Ihr Faust war mit Karl SCHNEIDER hingegen sehr gut besetzt. Seinem dunkel-gaumigen Tenor mit der tollen Höhe scheint die Partie hervorragend zu liegen. Interpretatorisch gelingt ihm ein sehr differenziertes Portrait. Sowohl der "alte", als auch der "junge" Faust kommen gleichermaßen zu ihrem Recht einer würdigen Deutung. Erneut waren seine "Stuntkünste" gefragt, mußte er doch nach seinem Orchestergrabensturz der erwähnten "Mamma" diesmal desöfteren Treppen herunterstürzen oder rückwärts über schmale Tische wandeln. Dieses wie überhaupt seine gesamte Darstellung meisterte er mit allem Anstand.

Das Ereignis des Abends war jedoch Ulrich KRATZ als Mephistopheles, der mit schier unbändiger Spielfreude und Spaß an dieser Rolle wieder einmal bewies, welch kongenialer Sängerdarsteller er doch ist. Mit jeder Faser seines Körpers und seiner Stimme war er einfach der "Leibhaftige". Eine herrlich sarkastische und ironische Note rundete seinen über die Maßen differenzierten Vortrag ab. Gesanglich präsentierte er sich auf höchstem Niveau. Ich kann mich nicht entsinnen, das "Goldene Kalb" so großartig gehört zu haben. Sein Zusammenspiel mit Schneider war großartig.

Dieses Niveau konnte von dem Valentin von Roland FENES nicht gehalten werden. Zwar zeigte er ein durchaus schön anzuhörendes piano. Zwischen diesem und seinem gepreßt-knarzigen forte, welches er mit zu viel Druck bildete, gab es allerdings keine weiteren Differenzierungsschritte. Martin EDELBAUER (Brandner) vermochte eher als Darsteller, jedoch weniger als Sänger zu überzeugen.

Friedrich VON MANSBERG sang den hoffnungslos verliebten Siebel angemessen mit höchst sympathischer Ausstrahlung. Nicole DELLABONA (Marthe Schwerdtlein) offenbarte leichte Höhenprobleme, ergänzte aber ansonsten sehr solide.

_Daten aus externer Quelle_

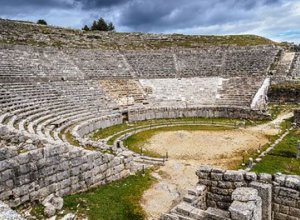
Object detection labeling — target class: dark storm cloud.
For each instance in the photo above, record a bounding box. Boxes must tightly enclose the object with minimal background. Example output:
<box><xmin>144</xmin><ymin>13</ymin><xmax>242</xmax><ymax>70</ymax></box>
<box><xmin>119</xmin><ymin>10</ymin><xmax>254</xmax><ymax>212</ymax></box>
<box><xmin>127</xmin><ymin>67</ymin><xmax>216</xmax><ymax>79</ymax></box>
<box><xmin>119</xmin><ymin>0</ymin><xmax>280</xmax><ymax>31</ymax></box>
<box><xmin>0</xmin><ymin>0</ymin><xmax>300</xmax><ymax>43</ymax></box>
<box><xmin>0</xmin><ymin>0</ymin><xmax>73</xmax><ymax>10</ymax></box>
<box><xmin>74</xmin><ymin>0</ymin><xmax>130</xmax><ymax>10</ymax></box>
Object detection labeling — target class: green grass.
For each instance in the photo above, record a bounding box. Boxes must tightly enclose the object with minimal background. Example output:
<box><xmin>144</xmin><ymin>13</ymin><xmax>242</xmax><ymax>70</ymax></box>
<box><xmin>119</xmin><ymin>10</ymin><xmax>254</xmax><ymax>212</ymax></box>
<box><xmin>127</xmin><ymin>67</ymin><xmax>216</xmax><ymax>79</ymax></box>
<box><xmin>0</xmin><ymin>22</ymin><xmax>277</xmax><ymax>50</ymax></box>
<box><xmin>123</xmin><ymin>125</ymin><xmax>233</xmax><ymax>157</ymax></box>
<box><xmin>268</xmin><ymin>104</ymin><xmax>300</xmax><ymax>119</ymax></box>
<box><xmin>90</xmin><ymin>118</ymin><xmax>266</xmax><ymax>144</ymax></box>
<box><xmin>253</xmin><ymin>129</ymin><xmax>300</xmax><ymax>175</ymax></box>
<box><xmin>236</xmin><ymin>119</ymin><xmax>292</xmax><ymax>169</ymax></box>
<box><xmin>64</xmin><ymin>170</ymin><xmax>155</xmax><ymax>220</ymax></box>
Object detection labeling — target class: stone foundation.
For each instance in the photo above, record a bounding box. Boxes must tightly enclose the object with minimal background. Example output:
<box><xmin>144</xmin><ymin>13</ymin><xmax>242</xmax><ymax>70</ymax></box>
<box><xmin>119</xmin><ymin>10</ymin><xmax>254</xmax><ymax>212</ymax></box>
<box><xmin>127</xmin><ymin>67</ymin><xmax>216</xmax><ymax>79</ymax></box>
<box><xmin>294</xmin><ymin>109</ymin><xmax>300</xmax><ymax>127</ymax></box>
<box><xmin>161</xmin><ymin>166</ymin><xmax>300</xmax><ymax>220</ymax></box>
<box><xmin>0</xmin><ymin>126</ymin><xmax>132</xmax><ymax>207</ymax></box>
<box><xmin>128</xmin><ymin>107</ymin><xmax>270</xmax><ymax>122</ymax></box>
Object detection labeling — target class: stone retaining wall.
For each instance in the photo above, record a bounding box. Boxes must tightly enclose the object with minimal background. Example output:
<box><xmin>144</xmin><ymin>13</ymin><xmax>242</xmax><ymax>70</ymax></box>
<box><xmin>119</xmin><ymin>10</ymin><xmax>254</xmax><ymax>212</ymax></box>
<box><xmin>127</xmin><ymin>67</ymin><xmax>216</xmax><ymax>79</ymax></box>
<box><xmin>128</xmin><ymin>107</ymin><xmax>270</xmax><ymax>122</ymax></box>
<box><xmin>0</xmin><ymin>201</ymin><xmax>25</xmax><ymax>220</ymax></box>
<box><xmin>0</xmin><ymin>126</ymin><xmax>133</xmax><ymax>207</ymax></box>
<box><xmin>268</xmin><ymin>81</ymin><xmax>300</xmax><ymax>104</ymax></box>
<box><xmin>294</xmin><ymin>109</ymin><xmax>300</xmax><ymax>127</ymax></box>
<box><xmin>196</xmin><ymin>166</ymin><xmax>300</xmax><ymax>220</ymax></box>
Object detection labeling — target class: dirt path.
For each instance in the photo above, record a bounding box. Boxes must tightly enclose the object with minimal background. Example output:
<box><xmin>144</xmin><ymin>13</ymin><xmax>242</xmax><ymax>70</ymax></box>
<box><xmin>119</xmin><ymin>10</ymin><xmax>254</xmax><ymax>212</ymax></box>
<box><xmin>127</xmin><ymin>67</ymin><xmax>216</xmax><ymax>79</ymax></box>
<box><xmin>141</xmin><ymin>113</ymin><xmax>292</xmax><ymax>219</ymax></box>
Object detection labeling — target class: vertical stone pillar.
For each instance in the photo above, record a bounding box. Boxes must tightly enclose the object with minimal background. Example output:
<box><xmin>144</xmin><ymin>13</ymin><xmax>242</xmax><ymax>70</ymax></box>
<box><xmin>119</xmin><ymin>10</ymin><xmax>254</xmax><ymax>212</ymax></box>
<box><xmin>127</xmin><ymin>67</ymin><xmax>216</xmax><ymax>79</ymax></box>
<box><xmin>250</xmin><ymin>182</ymin><xmax>272</xmax><ymax>220</ymax></box>
<box><xmin>229</xmin><ymin>187</ymin><xmax>262</xmax><ymax>220</ymax></box>
<box><xmin>297</xmin><ymin>141</ymin><xmax>300</xmax><ymax>159</ymax></box>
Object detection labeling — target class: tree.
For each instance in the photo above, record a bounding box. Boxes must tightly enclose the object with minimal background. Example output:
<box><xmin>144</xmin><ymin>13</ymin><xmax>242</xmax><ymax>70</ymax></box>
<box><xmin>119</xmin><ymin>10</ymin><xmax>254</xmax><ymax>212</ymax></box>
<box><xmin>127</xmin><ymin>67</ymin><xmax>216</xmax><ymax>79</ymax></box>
<box><xmin>108</xmin><ymin>22</ymin><xmax>115</xmax><ymax>31</ymax></box>
<box><xmin>36</xmin><ymin>19</ymin><xmax>48</xmax><ymax>25</ymax></box>
<box><xmin>86</xmin><ymin>17</ymin><xmax>115</xmax><ymax>31</ymax></box>
<box><xmin>97</xmin><ymin>18</ymin><xmax>108</xmax><ymax>31</ymax></box>
<box><xmin>82</xmin><ymin>25</ymin><xmax>90</xmax><ymax>31</ymax></box>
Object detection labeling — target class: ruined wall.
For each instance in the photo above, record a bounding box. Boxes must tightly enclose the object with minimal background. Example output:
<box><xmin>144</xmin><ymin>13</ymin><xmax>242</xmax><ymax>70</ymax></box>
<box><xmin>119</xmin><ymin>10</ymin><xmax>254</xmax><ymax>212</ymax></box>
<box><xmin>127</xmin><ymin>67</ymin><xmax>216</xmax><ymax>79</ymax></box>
<box><xmin>268</xmin><ymin>82</ymin><xmax>300</xmax><ymax>104</ymax></box>
<box><xmin>0</xmin><ymin>126</ymin><xmax>132</xmax><ymax>207</ymax></box>
<box><xmin>294</xmin><ymin>109</ymin><xmax>300</xmax><ymax>127</ymax></box>
<box><xmin>128</xmin><ymin>107</ymin><xmax>270</xmax><ymax>122</ymax></box>
<box><xmin>196</xmin><ymin>166</ymin><xmax>300</xmax><ymax>220</ymax></box>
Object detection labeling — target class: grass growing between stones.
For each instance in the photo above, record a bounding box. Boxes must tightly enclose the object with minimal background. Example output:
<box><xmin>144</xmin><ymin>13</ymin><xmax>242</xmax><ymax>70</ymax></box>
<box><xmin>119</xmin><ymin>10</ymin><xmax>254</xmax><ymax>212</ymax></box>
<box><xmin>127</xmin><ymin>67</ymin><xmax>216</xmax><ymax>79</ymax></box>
<box><xmin>253</xmin><ymin>129</ymin><xmax>300</xmax><ymax>175</ymax></box>
<box><xmin>234</xmin><ymin>119</ymin><xmax>292</xmax><ymax>170</ymax></box>
<box><xmin>268</xmin><ymin>104</ymin><xmax>300</xmax><ymax>119</ymax></box>
<box><xmin>64</xmin><ymin>170</ymin><xmax>155</xmax><ymax>220</ymax></box>
<box><xmin>90</xmin><ymin>118</ymin><xmax>266</xmax><ymax>144</ymax></box>
<box><xmin>123</xmin><ymin>125</ymin><xmax>233</xmax><ymax>157</ymax></box>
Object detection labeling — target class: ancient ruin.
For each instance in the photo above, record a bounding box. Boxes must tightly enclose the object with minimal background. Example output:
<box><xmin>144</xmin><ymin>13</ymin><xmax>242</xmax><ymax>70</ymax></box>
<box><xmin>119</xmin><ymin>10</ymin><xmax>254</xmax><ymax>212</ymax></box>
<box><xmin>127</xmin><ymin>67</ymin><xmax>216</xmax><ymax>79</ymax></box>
<box><xmin>0</xmin><ymin>20</ymin><xmax>300</xmax><ymax>220</ymax></box>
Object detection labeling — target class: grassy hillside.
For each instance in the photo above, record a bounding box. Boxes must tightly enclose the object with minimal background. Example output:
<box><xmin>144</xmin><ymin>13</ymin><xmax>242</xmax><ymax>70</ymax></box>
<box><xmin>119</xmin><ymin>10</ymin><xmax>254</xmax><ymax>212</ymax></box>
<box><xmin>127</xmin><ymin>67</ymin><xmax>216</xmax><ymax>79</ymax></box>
<box><xmin>0</xmin><ymin>19</ymin><xmax>276</xmax><ymax>50</ymax></box>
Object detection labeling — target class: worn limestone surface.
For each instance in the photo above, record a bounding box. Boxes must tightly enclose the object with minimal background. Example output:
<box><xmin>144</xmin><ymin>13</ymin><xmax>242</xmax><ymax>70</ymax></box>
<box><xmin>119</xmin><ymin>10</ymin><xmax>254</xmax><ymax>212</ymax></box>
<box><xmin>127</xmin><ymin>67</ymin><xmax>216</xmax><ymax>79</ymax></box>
<box><xmin>161</xmin><ymin>166</ymin><xmax>300</xmax><ymax>220</ymax></box>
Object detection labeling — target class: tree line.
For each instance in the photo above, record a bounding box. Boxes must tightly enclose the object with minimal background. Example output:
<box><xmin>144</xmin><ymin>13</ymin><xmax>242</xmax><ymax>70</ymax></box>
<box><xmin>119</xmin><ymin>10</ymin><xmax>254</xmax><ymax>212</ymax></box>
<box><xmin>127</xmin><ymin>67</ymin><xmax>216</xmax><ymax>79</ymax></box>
<box><xmin>82</xmin><ymin>17</ymin><xmax>115</xmax><ymax>31</ymax></box>
<box><xmin>36</xmin><ymin>17</ymin><xmax>115</xmax><ymax>31</ymax></box>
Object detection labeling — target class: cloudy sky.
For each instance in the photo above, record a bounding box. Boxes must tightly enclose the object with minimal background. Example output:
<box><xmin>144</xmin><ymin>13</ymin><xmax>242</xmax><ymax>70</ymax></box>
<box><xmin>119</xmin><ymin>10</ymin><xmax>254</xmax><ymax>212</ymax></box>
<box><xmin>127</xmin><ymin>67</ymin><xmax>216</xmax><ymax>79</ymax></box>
<box><xmin>0</xmin><ymin>0</ymin><xmax>300</xmax><ymax>43</ymax></box>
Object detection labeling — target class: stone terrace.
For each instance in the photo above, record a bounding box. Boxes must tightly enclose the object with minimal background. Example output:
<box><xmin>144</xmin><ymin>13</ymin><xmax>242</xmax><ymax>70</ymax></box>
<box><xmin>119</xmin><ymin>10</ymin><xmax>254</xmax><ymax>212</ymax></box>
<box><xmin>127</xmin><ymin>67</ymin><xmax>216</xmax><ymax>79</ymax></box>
<box><xmin>0</xmin><ymin>44</ymin><xmax>278</xmax><ymax>82</ymax></box>
<box><xmin>161</xmin><ymin>166</ymin><xmax>300</xmax><ymax>220</ymax></box>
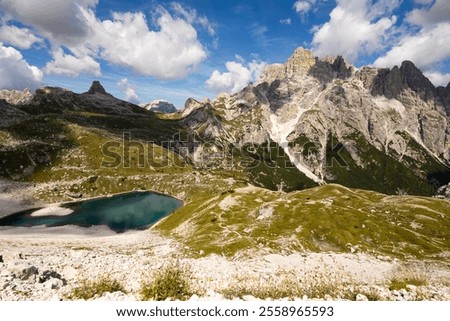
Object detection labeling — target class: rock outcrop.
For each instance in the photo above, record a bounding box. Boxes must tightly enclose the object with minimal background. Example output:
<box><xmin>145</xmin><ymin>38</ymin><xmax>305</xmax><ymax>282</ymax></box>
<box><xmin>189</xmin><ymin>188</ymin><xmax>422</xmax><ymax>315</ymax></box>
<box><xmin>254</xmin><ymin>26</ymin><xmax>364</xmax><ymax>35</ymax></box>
<box><xmin>87</xmin><ymin>80</ymin><xmax>112</xmax><ymax>96</ymax></box>
<box><xmin>180</xmin><ymin>48</ymin><xmax>450</xmax><ymax>194</ymax></box>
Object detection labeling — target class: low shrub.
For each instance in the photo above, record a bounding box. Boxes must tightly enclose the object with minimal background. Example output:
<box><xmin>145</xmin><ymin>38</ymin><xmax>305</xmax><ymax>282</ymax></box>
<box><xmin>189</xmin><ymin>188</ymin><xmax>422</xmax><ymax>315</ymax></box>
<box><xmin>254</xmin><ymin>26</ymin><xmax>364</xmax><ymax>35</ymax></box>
<box><xmin>140</xmin><ymin>262</ymin><xmax>193</xmax><ymax>301</ymax></box>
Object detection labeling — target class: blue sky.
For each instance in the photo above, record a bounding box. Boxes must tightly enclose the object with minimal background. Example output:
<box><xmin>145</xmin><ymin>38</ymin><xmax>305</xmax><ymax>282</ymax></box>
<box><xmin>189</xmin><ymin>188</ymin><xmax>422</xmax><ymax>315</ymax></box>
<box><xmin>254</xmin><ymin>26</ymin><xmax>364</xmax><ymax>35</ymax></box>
<box><xmin>0</xmin><ymin>0</ymin><xmax>450</xmax><ymax>107</ymax></box>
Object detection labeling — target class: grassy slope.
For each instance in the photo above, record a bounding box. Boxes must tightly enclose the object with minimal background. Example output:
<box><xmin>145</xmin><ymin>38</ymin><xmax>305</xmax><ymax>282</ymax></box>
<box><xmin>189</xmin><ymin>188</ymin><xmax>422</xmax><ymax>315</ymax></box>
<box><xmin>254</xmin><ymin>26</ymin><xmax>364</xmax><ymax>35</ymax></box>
<box><xmin>157</xmin><ymin>185</ymin><xmax>450</xmax><ymax>259</ymax></box>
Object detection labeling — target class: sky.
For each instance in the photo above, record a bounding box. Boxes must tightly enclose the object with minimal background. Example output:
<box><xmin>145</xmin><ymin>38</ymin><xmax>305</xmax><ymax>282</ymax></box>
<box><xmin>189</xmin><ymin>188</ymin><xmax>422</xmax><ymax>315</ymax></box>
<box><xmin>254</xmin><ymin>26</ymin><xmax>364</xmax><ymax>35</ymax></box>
<box><xmin>0</xmin><ymin>0</ymin><xmax>450</xmax><ymax>108</ymax></box>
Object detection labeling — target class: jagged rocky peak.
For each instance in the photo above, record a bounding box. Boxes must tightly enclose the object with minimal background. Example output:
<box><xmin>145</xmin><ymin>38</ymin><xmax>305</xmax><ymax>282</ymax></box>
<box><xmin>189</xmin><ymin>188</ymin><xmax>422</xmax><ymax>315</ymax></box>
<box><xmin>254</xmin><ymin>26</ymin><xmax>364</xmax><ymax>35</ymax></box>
<box><xmin>256</xmin><ymin>47</ymin><xmax>355</xmax><ymax>85</ymax></box>
<box><xmin>371</xmin><ymin>60</ymin><xmax>437</xmax><ymax>101</ymax></box>
<box><xmin>141</xmin><ymin>100</ymin><xmax>178</xmax><ymax>114</ymax></box>
<box><xmin>87</xmin><ymin>80</ymin><xmax>111</xmax><ymax>96</ymax></box>
<box><xmin>0</xmin><ymin>88</ymin><xmax>33</xmax><ymax>105</ymax></box>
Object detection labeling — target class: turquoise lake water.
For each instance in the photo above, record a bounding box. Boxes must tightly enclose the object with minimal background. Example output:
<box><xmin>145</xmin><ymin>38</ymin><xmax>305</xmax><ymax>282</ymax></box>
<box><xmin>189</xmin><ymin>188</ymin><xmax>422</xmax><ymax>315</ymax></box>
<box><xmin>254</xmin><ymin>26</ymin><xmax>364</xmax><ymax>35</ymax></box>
<box><xmin>0</xmin><ymin>192</ymin><xmax>183</xmax><ymax>232</ymax></box>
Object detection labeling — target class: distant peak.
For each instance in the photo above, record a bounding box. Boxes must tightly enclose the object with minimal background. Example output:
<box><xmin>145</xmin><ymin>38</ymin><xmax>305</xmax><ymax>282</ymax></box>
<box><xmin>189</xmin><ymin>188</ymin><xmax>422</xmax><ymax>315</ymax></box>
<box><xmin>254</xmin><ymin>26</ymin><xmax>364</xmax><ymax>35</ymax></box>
<box><xmin>87</xmin><ymin>80</ymin><xmax>109</xmax><ymax>95</ymax></box>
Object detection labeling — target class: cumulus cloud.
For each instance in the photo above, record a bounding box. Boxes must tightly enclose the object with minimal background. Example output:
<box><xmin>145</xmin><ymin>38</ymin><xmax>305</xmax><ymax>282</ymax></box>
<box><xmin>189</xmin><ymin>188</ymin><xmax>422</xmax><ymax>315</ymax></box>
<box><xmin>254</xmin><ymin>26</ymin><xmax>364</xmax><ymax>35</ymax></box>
<box><xmin>44</xmin><ymin>48</ymin><xmax>101</xmax><ymax>77</ymax></box>
<box><xmin>0</xmin><ymin>42</ymin><xmax>42</xmax><ymax>90</ymax></box>
<box><xmin>374</xmin><ymin>0</ymin><xmax>450</xmax><ymax>85</ymax></box>
<box><xmin>117</xmin><ymin>78</ymin><xmax>141</xmax><ymax>104</ymax></box>
<box><xmin>374</xmin><ymin>23</ymin><xmax>450</xmax><ymax>70</ymax></box>
<box><xmin>0</xmin><ymin>0</ymin><xmax>210</xmax><ymax>80</ymax></box>
<box><xmin>312</xmin><ymin>0</ymin><xmax>400</xmax><ymax>61</ymax></box>
<box><xmin>89</xmin><ymin>8</ymin><xmax>207</xmax><ymax>80</ymax></box>
<box><xmin>294</xmin><ymin>0</ymin><xmax>317</xmax><ymax>16</ymax></box>
<box><xmin>0</xmin><ymin>25</ymin><xmax>43</xmax><ymax>49</ymax></box>
<box><xmin>206</xmin><ymin>60</ymin><xmax>266</xmax><ymax>93</ymax></box>
<box><xmin>407</xmin><ymin>0</ymin><xmax>450</xmax><ymax>28</ymax></box>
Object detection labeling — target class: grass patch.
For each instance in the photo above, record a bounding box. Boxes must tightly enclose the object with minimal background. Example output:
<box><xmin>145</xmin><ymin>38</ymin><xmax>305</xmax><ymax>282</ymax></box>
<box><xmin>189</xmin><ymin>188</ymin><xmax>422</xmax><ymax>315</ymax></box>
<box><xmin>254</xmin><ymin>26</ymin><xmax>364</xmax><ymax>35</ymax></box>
<box><xmin>140</xmin><ymin>262</ymin><xmax>193</xmax><ymax>301</ymax></box>
<box><xmin>67</xmin><ymin>275</ymin><xmax>127</xmax><ymax>300</ymax></box>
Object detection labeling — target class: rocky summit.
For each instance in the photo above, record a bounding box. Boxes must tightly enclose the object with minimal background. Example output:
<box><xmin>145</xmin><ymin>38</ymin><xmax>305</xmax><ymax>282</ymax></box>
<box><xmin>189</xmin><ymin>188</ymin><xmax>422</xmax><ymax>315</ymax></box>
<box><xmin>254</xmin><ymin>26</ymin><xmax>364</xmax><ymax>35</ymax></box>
<box><xmin>141</xmin><ymin>100</ymin><xmax>178</xmax><ymax>114</ymax></box>
<box><xmin>0</xmin><ymin>48</ymin><xmax>450</xmax><ymax>300</ymax></box>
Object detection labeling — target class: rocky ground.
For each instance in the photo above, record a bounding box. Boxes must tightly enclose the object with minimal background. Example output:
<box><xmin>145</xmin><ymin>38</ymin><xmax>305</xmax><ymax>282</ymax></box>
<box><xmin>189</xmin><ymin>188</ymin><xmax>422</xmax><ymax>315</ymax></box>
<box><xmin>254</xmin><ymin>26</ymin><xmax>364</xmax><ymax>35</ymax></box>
<box><xmin>0</xmin><ymin>227</ymin><xmax>450</xmax><ymax>300</ymax></box>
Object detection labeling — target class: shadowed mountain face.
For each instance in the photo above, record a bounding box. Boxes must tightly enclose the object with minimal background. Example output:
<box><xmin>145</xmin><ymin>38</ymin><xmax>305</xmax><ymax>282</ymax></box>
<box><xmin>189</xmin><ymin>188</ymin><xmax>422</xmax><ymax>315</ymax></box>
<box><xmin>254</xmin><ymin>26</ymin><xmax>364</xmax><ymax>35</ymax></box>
<box><xmin>0</xmin><ymin>48</ymin><xmax>450</xmax><ymax>195</ymax></box>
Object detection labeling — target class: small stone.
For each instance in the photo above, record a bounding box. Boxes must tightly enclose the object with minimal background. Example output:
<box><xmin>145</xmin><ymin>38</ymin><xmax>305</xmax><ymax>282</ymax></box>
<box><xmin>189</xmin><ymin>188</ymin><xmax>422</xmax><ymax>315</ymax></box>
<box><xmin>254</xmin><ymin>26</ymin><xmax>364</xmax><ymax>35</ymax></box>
<box><xmin>356</xmin><ymin>293</ymin><xmax>369</xmax><ymax>301</ymax></box>
<box><xmin>10</xmin><ymin>262</ymin><xmax>38</xmax><ymax>280</ymax></box>
<box><xmin>391</xmin><ymin>290</ymin><xmax>401</xmax><ymax>296</ymax></box>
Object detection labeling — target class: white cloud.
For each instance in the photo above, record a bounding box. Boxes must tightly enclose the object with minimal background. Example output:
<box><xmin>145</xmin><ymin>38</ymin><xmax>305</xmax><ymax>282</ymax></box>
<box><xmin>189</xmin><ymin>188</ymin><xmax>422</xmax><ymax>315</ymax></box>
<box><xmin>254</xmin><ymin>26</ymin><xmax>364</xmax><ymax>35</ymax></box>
<box><xmin>0</xmin><ymin>25</ymin><xmax>43</xmax><ymax>49</ymax></box>
<box><xmin>374</xmin><ymin>0</ymin><xmax>450</xmax><ymax>81</ymax></box>
<box><xmin>88</xmin><ymin>8</ymin><xmax>207</xmax><ymax>80</ymax></box>
<box><xmin>424</xmin><ymin>71</ymin><xmax>450</xmax><ymax>87</ymax></box>
<box><xmin>280</xmin><ymin>18</ymin><xmax>292</xmax><ymax>25</ymax></box>
<box><xmin>172</xmin><ymin>2</ymin><xmax>216</xmax><ymax>36</ymax></box>
<box><xmin>0</xmin><ymin>0</ymin><xmax>98</xmax><ymax>44</ymax></box>
<box><xmin>0</xmin><ymin>42</ymin><xmax>42</xmax><ymax>90</ymax></box>
<box><xmin>0</xmin><ymin>0</ymin><xmax>211</xmax><ymax>80</ymax></box>
<box><xmin>294</xmin><ymin>0</ymin><xmax>317</xmax><ymax>16</ymax></box>
<box><xmin>374</xmin><ymin>23</ymin><xmax>450</xmax><ymax>70</ymax></box>
<box><xmin>312</xmin><ymin>0</ymin><xmax>400</xmax><ymax>61</ymax></box>
<box><xmin>414</xmin><ymin>0</ymin><xmax>434</xmax><ymax>5</ymax></box>
<box><xmin>407</xmin><ymin>0</ymin><xmax>450</xmax><ymax>28</ymax></box>
<box><xmin>44</xmin><ymin>48</ymin><xmax>101</xmax><ymax>77</ymax></box>
<box><xmin>206</xmin><ymin>60</ymin><xmax>266</xmax><ymax>93</ymax></box>
<box><xmin>117</xmin><ymin>78</ymin><xmax>141</xmax><ymax>104</ymax></box>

Etwas schockiert war ich von der Leistung des HAUSBALLETTs, das ich von der "Mamma" in wesentlich besserer Erinnerung hatte. Hier konnte sich offenbar keiner darauf einigen, wann genau welche Figur gemacht werden sollte. Es wirkte auf mich einfach nur (noch nicht mal gewollt!) dilettantisch. Die Choreographie von Kerstin KESSEL konnte mich auch nicht wirklich beeindrucken, wenngleich es doch zwei, drei sehr schöne Hebefiguren gab.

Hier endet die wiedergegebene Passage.